Clinical Large Language Model Evaluation by Expert Review (CLEVER): Framework Development and Validation #MMPMID41343765
Kocaman V; Kaya MA; Feier AM; Talby D
JMIR AI 2025[Dec]; 4 (?): e72153 PMID41343765show ga
BACKGROUND: The proliferation of both general purpose and health care-specific large language models (LLMs) has intensified the challenge of effectively evaluating and comparing them. Data contamination plagues the validity of public benchmarks, self-preference distorts LLM-as-a-judge approaches, and there is a gap between the tasks used to test models and those used in clinical practice. OBJECTIVE: In response, we propose CLEVER (Clinical Large Language Model Evaluation-Expert Review), a methodology for blind, randomized, preference-based evaluation by practicing medical doctors on specific tasks. METHODS: We demonstrate the methodology by comparing GPT-4o (OpenAI) against 2 health care-specific LLMs, with 8 billion and 70 billion parameters, over 3 tasks: clinical text summarization, clinical information extraction, and question answering on biomedical research.
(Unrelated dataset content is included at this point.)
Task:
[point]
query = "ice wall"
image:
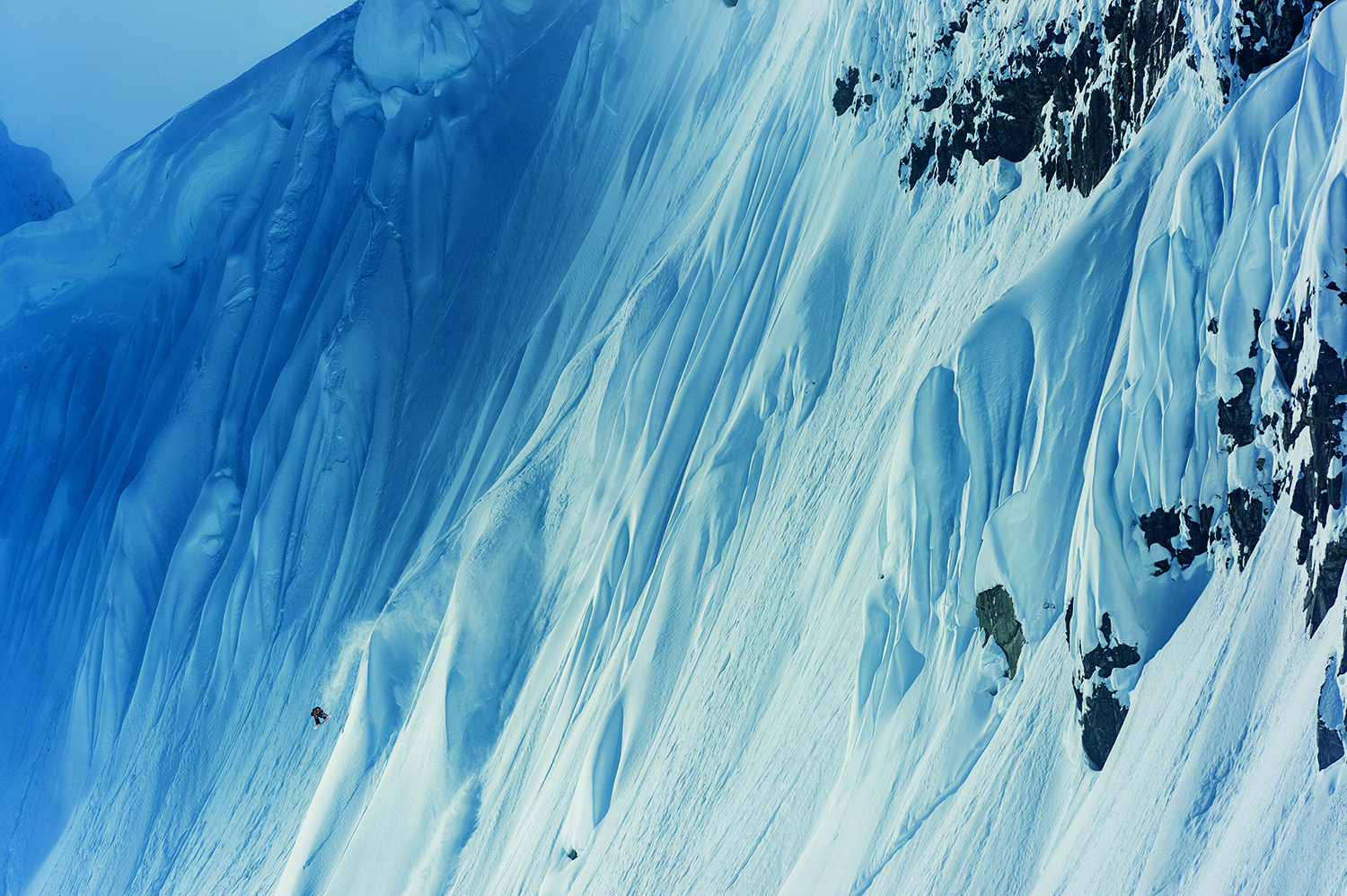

RESULTS: Medical doctors prefer the medical model-small LLM trained by John Snow Labs over GPT-4o 45% to 92% more often on the dimensions of factuality, clinical relevance, and conciseness. CONCLUSIONS: The models show comparable performance on open-ended medical question answering, suggesting that health care-specific LLMs can outperform much larger general purpose LLMs in tasks that require understanding of clinical context. We test the validity of CLEVER evaluations by conducting interannotator agreement, interclass correlation, and washout period analysis.